October 26, 2015
Jacket design by Cardon Webb; jacket photograph Orgasmic Man by Peter Hujar 1987
At the New York Times, Edmund White examines our enduring fascination with the New York of the 1970s:
Recently there’s been, in TV and film and certainly in books, an intense yearning for a specific five-year period in New York City, those years between the blackout in 1977, and 1982, when AIDS was finally named by the Centers for Disease Control. First was Rachel Kushner’s 2013 novel ‘‘The Flamethrowers,’’ whose heroine is a sharp-eyed bystander in the SoHo art scene, and now… ‘‘City on Fire’’ by Garth Risk Hallberg, which also concerns itself with the same time period. There are two television series in development that take place in the late 1970s as well, one directed by Martin Scorsese and co-written with Mick Jagger; the other by Baz Luhrmann. Next year, the Whitney will mount the first retrospective of David Wojnarowicz, the ultimate East Village grunge artist, in over 15 years; the work of his lover, the photographer Peter Hujar — which has recently been used both for an advertising campaign for the men’s wear designer Patrik Ervell and on the cover of… Hanya Yanagihara’s novel ‘‘A Little Life’’ — will be the subject of a forthcoming retrospective at New York’s Morgan Library.
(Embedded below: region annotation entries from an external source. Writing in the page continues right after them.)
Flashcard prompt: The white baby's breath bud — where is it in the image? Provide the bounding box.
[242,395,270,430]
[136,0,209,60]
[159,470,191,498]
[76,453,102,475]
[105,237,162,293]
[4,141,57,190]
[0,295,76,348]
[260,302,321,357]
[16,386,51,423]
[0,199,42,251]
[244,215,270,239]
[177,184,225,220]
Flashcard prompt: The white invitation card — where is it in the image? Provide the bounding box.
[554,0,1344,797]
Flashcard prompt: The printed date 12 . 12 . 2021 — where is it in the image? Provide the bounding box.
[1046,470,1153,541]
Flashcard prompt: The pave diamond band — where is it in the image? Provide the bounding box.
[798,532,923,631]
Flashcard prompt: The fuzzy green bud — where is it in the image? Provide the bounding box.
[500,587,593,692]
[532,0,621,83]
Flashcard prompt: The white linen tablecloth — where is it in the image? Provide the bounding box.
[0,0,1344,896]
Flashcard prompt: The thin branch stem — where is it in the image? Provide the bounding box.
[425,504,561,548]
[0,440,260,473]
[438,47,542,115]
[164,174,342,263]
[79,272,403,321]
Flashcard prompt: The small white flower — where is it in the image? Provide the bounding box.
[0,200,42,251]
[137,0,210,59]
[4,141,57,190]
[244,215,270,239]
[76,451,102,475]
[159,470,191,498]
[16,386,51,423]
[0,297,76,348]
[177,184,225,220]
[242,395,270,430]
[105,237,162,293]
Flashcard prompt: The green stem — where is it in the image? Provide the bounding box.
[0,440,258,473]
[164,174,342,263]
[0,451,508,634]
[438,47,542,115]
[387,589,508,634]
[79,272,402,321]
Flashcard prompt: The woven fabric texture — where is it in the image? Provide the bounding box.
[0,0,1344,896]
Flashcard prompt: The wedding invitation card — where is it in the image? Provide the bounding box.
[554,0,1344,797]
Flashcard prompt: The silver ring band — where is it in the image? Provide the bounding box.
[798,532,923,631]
COLLECTIVELY, THESE WORKS express a craving for the city that, while at its worst, was also more democratic: a place and a time in which, rich or poor, you were stuck together in the misery (and the freedom) of the place, where not even money could insulate you. They are a reaction to what feels like a safer, more burnished and efficient (but cornerless and predictable) city. Even those of us who claim not to miss those years don’t quite sound convinced. ‘‘Well, I sure don’t have nostalgia about being mugged,’’ John Waters told me. Though then he continued: ‘‘But I do get a little weary when I realize that if anybody could find one dangerous block left in the city, there’d be a stampede of restaurant owners fighting each other off to open there first. It seems almost impossible to remember that just going out in New York was once dangerous. Do any artistic troublemakers want to feel that their city may be the safest in America? Who’s going to write a book about walking the safe streets of Manhattan? It’s always right before a storm that the air is filled with dangerous possibilities.’’
Jacket design by Carol Devine Carson; jacket photograph by Claire Alexandra Hatfield
Similiarly, at the Guardian, Glenn Kenny looks at our obsession with the New York of Lou Reed and Patti Smith:
The New York we aspired to was Lou [Reed]’s, not Liza Minnelli’s, or a little later, Frank Sinatra’s. (The New York we aspired to was also Martin Scorsese’s, too, as it happened, and it’s almost entirely forgotten that it’s in his movie of the same name that the future anthem New York, New York made its first bow.) And these days, “wild side” New York is gazed at in rearview with fervent affection, in works by Edmund White, Patti Smith, Brad Gooch and others. (Not to mention those, like Garth Risk Hallberg or Rachel Kushner, who are too young to have their own memories to work with.) Smith’s books, in particular, seem to have hit a nerve. Her new book M Train is a more impressionistic sequel to her National Book award winning memoir of 2011, Just Kids, which is currently being developed as – weirdly enough, for me and perhaps for her – a Showtime TV miniseries.
The place these books conjure is both very scary, and very exhilarating. Not a place where some kind of arty misfit or wannabe arty necessarily wanted to live, but rather a place where one such creature could live. And hence, a place where one such young creature had to live.